1.        Purpose

The objective of this plan is to provide a guideline to the organization to continue managing the business through MFGPro and to minimize the disturbance to manufacturing operations in the event that the MFGPro system is totally unavailable and cannot be recovered within 48 hours.

The service provided during the disaster recovery is of survival nature, may not extend to every user, and may require end-users to re-enter the backlog transactions at the commencement of the disaster recovery and at re-starting of the normal operation.

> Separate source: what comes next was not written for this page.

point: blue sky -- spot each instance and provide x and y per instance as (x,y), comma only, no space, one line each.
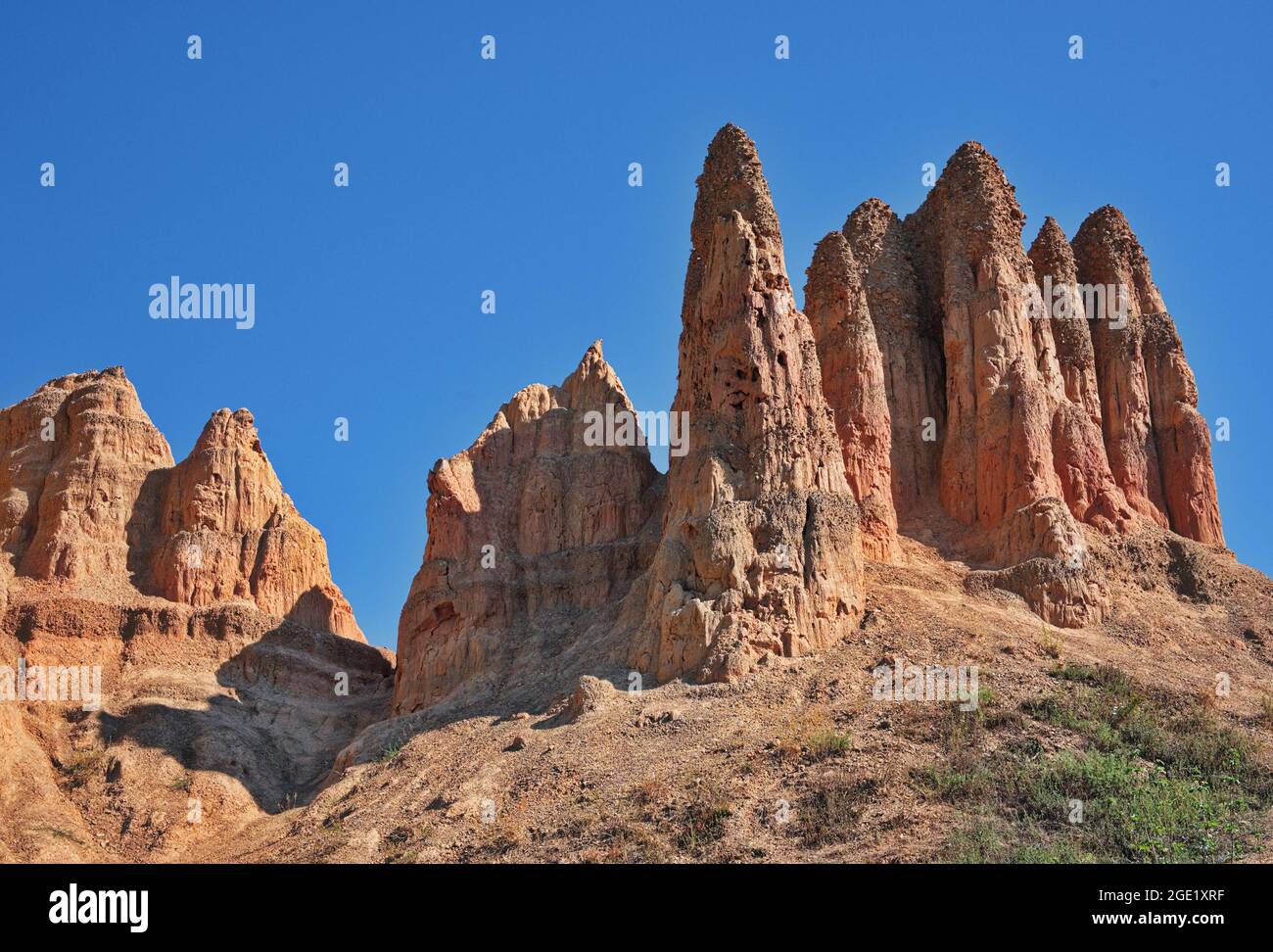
(512,174)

The recovery option will be varied in nature depending on the cause of the outage. This may require set-up of LAN server, secondary processing center, etc.

 

2.        Scope

The MFGPro Disaster Recovery Procedure is applicable to the Company sites in cases in which the MFGPro system is completely unavailable to all of the users and recovery is estimated to take more than 48 hours to complete.

 

3.        Owner

Company, IT.

 

4.        Policy

To facilitate the proper execution of the MFGPro Disaster Recovery Procedure, the following policy guidelines should be taken into account.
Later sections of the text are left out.